Howdy,
The nut is that the velocity of money right now is, and has been right about zero.
http://en.wikipedia.org/wiki/Velocity_of_moneyNote the quote from Samuelson that you can force money into the system but you can't make it circulate.
The Fed and Treasury have pumped how many trillion dollars into the system and how's credit availability? The Fed, in maintaining these insanely low interest rates are creating the perfect Price Control scenario they talked about in Econ 101 - Supply/Demand curves. Impose price controls and supply disappears - ipso facto. It happend with Nixon and price controls on gasoline for those of you old enough to remember . . . all of a sudden, everyone is out of gas. A couple of years back, it happend with bullion, when the paper price was driven down via market action to a point where it belied the street price of physical metal. Bingo, all of sudden there was limited supplies, increased premiums and delayed delivery. Today this is happening with credit and the artificially low interest rates.

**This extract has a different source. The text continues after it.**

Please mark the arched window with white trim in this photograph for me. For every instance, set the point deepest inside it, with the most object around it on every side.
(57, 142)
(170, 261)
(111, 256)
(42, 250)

What banker in his/her right mind will write a 30 year at 3.75% NFW. Pay them 5-6% and there will be a lot of money available. The paper price of money is being kept lower than the street price by the FED. Ergo, limited supply of credit.
The Pres new program is won't change this.
Also, by way of un . . . or intended consequences, by keeping rates so low, stocks become the investment vehicle of choice for those able, but savers, retirees, and BTW pension funds, are getting exterminated. Talking today on the tube about pension funds in RI using ~8% returns and not hardly coming close, but by using 7% instead, increase their unfunded liabilities from $6B to $9B - and at this rates, they're in deeper trouble. [sorry if my numbers are off a little, but it's the impact of low rates that matters].
Oh, and sure, the bankers will tell you that they're worried about europe. Oh, and the regulators are too tight with their requirements. Oh, and they owe to their shareholders to build up their reserves. Rubbish.
Now, that being a given, at least to me. Where is one to best invest?
You've got to like blue chip dividend paying companies, dividend growth funds, equity income, etc. How about corporate paper? Sure, if you can get a decent yield. I really hate gov't stuff of any sort here at home. I'm not really keen on int'l gov't paper right now either. Stocks that yield could be a double winner so long as the Fed keeps filling the punch bowl - and it looks like they will. This would lead you into the G&I field.
For my basis, I'm still using NCV and JTD (thx Mark) as my lead dogs, but am shopping. I'm keeping all my pm stuff and PRPFX and my natural resource stuff. Lots of cash though and . . .
What say you folks? Where to invest in a zero velocity world?
peace,
rono
Comments
Please keep posting ... it's nice when you read and learn that others are thinking outside the traditional box ... and, the govt thinks they are putting one over on us ... but, in reality ... it's mearly a snow job and one that will quickly melt ... if they are not carefull.
Woops ... Time for another fix ...
Best regards,
Skeeter
http://www.investmentpostcards.com/2011/10/25/commodities-oversold-for-now-dollar-holds-the-key/?utm_source=feedburner&utm_medium=feed&utm_campaign=Feed:+wordpress/VYxj+(Investment+Postcards+from+Cape+Town)
Good Investng,
Skeeter
Here's a nice audio that seems to speak to each of the comments here:
http://www.tristar.us/audio/10212011.mp3
just dumb question - NCV and JTD/prpfx are your 'play' money right? what about your retirement account, is it mostly in US-treasury/bonds/cash?
what is your BEST cash vehicle
thanks for any commentary...good to hear from you again
We need a good stock market crisis - one that will take the markets
down 50% or more.
All of this talk of fiscal and economic reform is just that – talk.
We need a damn good growling bear-market plunge - I mean the kind that rips
the market a new one - to get some serious action from this government.
Washington doesn’t grasp the immensity of the global financial threat.
The current administration inherited a bad economic situation.
And they’ve made it worse.
People are hurting while the stock market thinks that it enjoys
some sort of immunity from these concerns.
We’ve had a Eurozone wakeup call but we’re either too proud or too stupid
to act responsibly and immediately.
I want to see a market crash. I want to see panic.
I want our elected officials get off their asses.
And until they do, I want to be short the market.
Sorry, I don't know how to respond to your cryptic question.
I was curious if you're purely just short, or are short as a hedge against long holdings or...? Just curious to what degree you are short.
In my trading portfolio, also at the same time, I went short SPY for two and a half weeks.
When I covered the short position, I bought XLU.
Now I'm short with SDS as a hedge against the long postion in XLU.
A week or so ago I mentioned in a post that it appeared to me that the 1260 area
could be a resistance level. Yesterday the S&P reached 1256.55.
I was a little off.
I think the market could use an enema... first a dip below 1200, then a retest of
the 50-day SMA. That would get my full attention.